June Ting. (Nullsec, New Players, Small Group)
Crisp.  Business-like.  Focused.  Damn well knows her shit.  That's my take-away from the interview with June Ting.  I was definitely impressed.  If you read her candidate thread you'll get the same focused feel.  Her candidacy is tied to Ali Aras and her decision not to run for CSM, and I think she's explained that well.  In the interview, notice how she repeats the question back to the interviewer before giving her answer.  You can just tell that she's taking notes as she goes, a professional quality that should work very well dialing in to conference calls with CCP.  When we players don't know a lot about a candidate it is these kinds of qualities that I think will hold up.  Her accomplishments with Of Sound Mind   (Forum Thread)(Podcast)
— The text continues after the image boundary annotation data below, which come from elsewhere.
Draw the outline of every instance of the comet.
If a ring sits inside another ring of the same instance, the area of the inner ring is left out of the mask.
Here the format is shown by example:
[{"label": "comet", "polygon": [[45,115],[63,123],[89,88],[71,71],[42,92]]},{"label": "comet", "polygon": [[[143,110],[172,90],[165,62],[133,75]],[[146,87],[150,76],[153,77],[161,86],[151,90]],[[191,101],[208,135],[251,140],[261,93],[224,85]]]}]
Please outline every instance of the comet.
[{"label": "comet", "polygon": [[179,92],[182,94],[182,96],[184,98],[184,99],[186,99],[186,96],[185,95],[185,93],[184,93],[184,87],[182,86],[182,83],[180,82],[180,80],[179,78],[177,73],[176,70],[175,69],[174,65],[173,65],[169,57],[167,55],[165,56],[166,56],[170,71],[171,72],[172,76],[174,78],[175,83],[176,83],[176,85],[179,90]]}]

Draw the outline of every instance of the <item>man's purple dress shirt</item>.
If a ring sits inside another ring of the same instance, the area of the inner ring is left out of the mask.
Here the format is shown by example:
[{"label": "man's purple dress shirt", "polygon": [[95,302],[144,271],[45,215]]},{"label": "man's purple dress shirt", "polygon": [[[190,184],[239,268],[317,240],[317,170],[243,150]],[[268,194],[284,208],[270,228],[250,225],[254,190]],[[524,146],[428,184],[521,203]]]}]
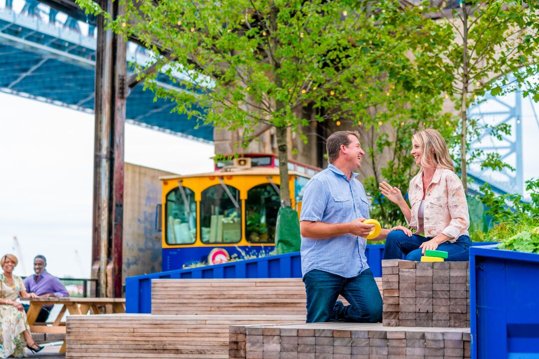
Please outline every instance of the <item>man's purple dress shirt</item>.
[{"label": "man's purple dress shirt", "polygon": [[38,295],[54,293],[57,297],[69,297],[69,293],[60,280],[49,274],[46,270],[43,270],[37,282],[36,277],[36,274],[33,274],[27,277],[24,280],[24,286],[29,293],[33,292]]}]

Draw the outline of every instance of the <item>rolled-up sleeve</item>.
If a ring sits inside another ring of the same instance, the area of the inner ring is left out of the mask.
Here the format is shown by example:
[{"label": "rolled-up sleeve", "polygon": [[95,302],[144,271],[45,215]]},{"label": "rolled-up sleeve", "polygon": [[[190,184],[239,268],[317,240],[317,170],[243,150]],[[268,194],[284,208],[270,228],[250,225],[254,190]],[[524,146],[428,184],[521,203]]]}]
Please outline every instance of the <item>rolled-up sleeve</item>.
[{"label": "rolled-up sleeve", "polygon": [[53,277],[51,279],[51,286],[52,287],[53,292],[57,297],[69,297],[67,290],[58,278]]},{"label": "rolled-up sleeve", "polygon": [[317,179],[311,179],[305,186],[303,192],[300,221],[322,221],[327,201],[327,192],[323,184]]},{"label": "rolled-up sleeve", "polygon": [[455,238],[468,230],[470,226],[468,202],[460,180],[455,176],[447,178],[447,208],[451,221],[441,233]]}]

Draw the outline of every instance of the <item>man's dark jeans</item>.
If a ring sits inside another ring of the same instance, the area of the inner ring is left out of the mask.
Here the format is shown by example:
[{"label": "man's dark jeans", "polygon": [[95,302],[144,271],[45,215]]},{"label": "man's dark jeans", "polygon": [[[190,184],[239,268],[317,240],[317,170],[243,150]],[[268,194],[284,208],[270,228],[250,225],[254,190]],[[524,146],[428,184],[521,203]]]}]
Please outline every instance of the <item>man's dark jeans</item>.
[{"label": "man's dark jeans", "polygon": [[[344,278],[314,269],[303,277],[307,292],[307,322],[382,321],[382,296],[370,269]],[[338,295],[350,305],[335,302]]]}]

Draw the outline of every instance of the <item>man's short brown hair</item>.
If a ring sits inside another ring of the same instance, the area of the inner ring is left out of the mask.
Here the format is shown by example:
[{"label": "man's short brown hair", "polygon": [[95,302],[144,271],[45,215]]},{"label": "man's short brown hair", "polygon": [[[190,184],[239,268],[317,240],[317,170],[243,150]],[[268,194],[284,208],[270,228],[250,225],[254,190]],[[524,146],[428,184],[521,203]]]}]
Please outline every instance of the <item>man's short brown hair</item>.
[{"label": "man's short brown hair", "polygon": [[350,144],[350,138],[348,136],[350,135],[357,137],[357,140],[360,140],[360,134],[352,131],[337,131],[336,132],[333,132],[331,136],[328,137],[328,139],[326,142],[326,150],[328,152],[328,163],[331,163],[338,158],[341,145],[348,146]]}]

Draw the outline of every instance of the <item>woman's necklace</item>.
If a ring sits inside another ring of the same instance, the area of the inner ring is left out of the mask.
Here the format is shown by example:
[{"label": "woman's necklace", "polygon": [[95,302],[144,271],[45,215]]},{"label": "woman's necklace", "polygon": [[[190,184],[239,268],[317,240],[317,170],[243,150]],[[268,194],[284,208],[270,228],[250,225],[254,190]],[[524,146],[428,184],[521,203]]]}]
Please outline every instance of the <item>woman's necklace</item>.
[{"label": "woman's necklace", "polygon": [[4,278],[5,278],[5,283],[8,283],[8,284],[9,284],[10,286],[12,287],[13,285],[15,283],[15,280],[13,280],[13,277],[12,276],[11,278],[8,278],[8,276],[6,276],[5,273],[4,273]]}]

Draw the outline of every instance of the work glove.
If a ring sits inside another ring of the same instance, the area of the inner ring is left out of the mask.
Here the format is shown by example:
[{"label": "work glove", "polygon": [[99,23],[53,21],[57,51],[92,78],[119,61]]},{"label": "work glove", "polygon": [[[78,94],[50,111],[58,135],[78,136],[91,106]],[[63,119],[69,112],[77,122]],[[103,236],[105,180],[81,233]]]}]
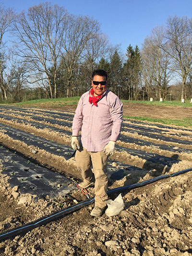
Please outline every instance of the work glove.
[{"label": "work glove", "polygon": [[74,150],[80,149],[80,145],[77,136],[72,136],[72,147]]},{"label": "work glove", "polygon": [[105,152],[107,155],[109,155],[109,156],[111,156],[115,151],[115,141],[109,140],[109,142],[105,146],[103,152]]}]

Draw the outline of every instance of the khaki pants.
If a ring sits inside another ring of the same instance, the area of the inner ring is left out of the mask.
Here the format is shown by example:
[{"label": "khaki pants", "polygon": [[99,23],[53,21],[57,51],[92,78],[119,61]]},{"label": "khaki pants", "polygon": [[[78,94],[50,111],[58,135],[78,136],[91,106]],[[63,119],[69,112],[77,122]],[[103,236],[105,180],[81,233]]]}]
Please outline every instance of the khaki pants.
[{"label": "khaki pants", "polygon": [[[95,206],[100,208],[103,208],[107,205],[108,198],[107,194],[108,158],[108,156],[103,151],[89,152],[84,148],[81,151],[77,150],[75,154],[77,170],[81,171],[84,181],[94,182],[95,180]],[[91,164],[94,174],[91,169]]]}]

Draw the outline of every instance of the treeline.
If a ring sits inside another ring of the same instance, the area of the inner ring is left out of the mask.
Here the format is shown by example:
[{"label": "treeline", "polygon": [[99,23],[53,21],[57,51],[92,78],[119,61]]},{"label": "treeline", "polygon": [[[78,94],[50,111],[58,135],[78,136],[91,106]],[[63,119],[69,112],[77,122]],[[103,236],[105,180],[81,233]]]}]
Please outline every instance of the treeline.
[{"label": "treeline", "polygon": [[128,45],[123,54],[93,18],[48,2],[19,14],[0,5],[1,99],[80,96],[97,68],[108,73],[110,89],[122,99],[191,98],[192,19],[169,17],[141,49]]}]

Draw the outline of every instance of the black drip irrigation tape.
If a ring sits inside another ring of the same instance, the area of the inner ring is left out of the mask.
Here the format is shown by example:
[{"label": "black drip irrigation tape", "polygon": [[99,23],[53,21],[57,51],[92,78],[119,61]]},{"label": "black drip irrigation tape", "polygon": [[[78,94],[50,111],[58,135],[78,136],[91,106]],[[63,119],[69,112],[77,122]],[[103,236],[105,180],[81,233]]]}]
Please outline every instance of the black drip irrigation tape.
[{"label": "black drip irrigation tape", "polygon": [[[156,181],[163,179],[166,179],[171,177],[175,177],[183,173],[185,173],[188,171],[192,171],[192,168],[189,169],[186,169],[184,170],[180,171],[172,174],[165,174],[164,175],[156,177],[144,182],[142,182],[139,183],[136,183],[135,184],[132,184],[132,185],[129,185],[128,186],[125,186],[123,187],[120,187],[118,188],[114,188],[108,191],[108,195],[110,195],[113,193],[119,192],[120,191],[122,191],[125,190],[131,190],[133,188],[136,188],[140,187],[142,187],[150,183],[153,183]],[[88,199],[86,200],[83,201],[79,202],[78,204],[73,204],[72,206],[66,207],[64,209],[61,211],[55,212],[51,215],[42,217],[34,221],[29,222],[28,223],[23,225],[17,228],[15,228],[11,230],[7,230],[6,232],[0,233],[0,241],[6,239],[10,238],[12,236],[15,236],[22,233],[26,232],[35,228],[36,228],[43,224],[49,222],[52,220],[57,219],[59,218],[62,217],[65,215],[67,215],[71,212],[73,212],[77,210],[83,208],[85,206],[88,206],[95,201],[95,198],[92,197],[91,198]]]}]

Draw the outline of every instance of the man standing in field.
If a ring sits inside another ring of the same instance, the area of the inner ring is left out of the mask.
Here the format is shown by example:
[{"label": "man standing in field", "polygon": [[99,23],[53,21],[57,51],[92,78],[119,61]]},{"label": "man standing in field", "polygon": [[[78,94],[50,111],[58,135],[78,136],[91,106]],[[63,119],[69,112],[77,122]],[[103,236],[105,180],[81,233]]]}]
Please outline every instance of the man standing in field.
[{"label": "man standing in field", "polygon": [[[79,100],[72,126],[72,146],[77,150],[76,164],[83,179],[79,186],[85,188],[95,181],[95,206],[91,212],[92,216],[101,216],[107,205],[108,160],[114,152],[122,122],[122,103],[107,88],[107,80],[108,74],[104,70],[93,72],[92,88]],[[81,128],[79,141],[77,136]]]}]

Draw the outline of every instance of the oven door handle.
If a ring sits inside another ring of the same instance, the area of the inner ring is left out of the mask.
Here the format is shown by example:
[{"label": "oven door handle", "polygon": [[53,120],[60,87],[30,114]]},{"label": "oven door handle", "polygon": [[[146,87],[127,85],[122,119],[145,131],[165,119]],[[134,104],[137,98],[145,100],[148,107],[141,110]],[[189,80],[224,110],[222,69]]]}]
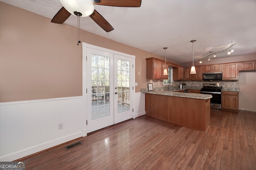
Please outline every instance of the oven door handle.
[{"label": "oven door handle", "polygon": [[211,94],[221,94],[221,92],[211,92],[210,91],[201,91],[201,93],[211,93]]}]

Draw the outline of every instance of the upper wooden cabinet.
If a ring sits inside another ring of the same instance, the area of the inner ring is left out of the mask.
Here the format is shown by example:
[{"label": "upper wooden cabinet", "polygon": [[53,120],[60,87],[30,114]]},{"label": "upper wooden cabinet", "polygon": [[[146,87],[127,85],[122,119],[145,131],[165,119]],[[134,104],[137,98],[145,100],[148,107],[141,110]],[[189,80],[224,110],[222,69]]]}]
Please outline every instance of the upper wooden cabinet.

Solid Candidates, worthy of consideration

Borat Guereen.  (Small Group, French) His key driver is that solo and small group players should be able to own part of Eve.  The idea of a nomadic lifestyle play style is appealing.  His desire to move away from Eve as "a game of alts" resonates for me as a single-account player, but making all alts visibly linked to their mains doesn't seem like a great idea.  The idea of reducing the reach of the APIs seems like it would entire push us back to cache-scraping and/or cause us all to spend more time bopping between regions just to check on prices.  That doesn't seem like a great amount of fun.  As an American who is a French speaker and has spent much of his life in France he may also represent a good connection to an underrepresented player base - with a new localization pack no less.  I'm not terribly convinced by his position on CSM term limits - honestly they seem to burn out fast enough that it isn't a problem. (Forum thread) (Podcast)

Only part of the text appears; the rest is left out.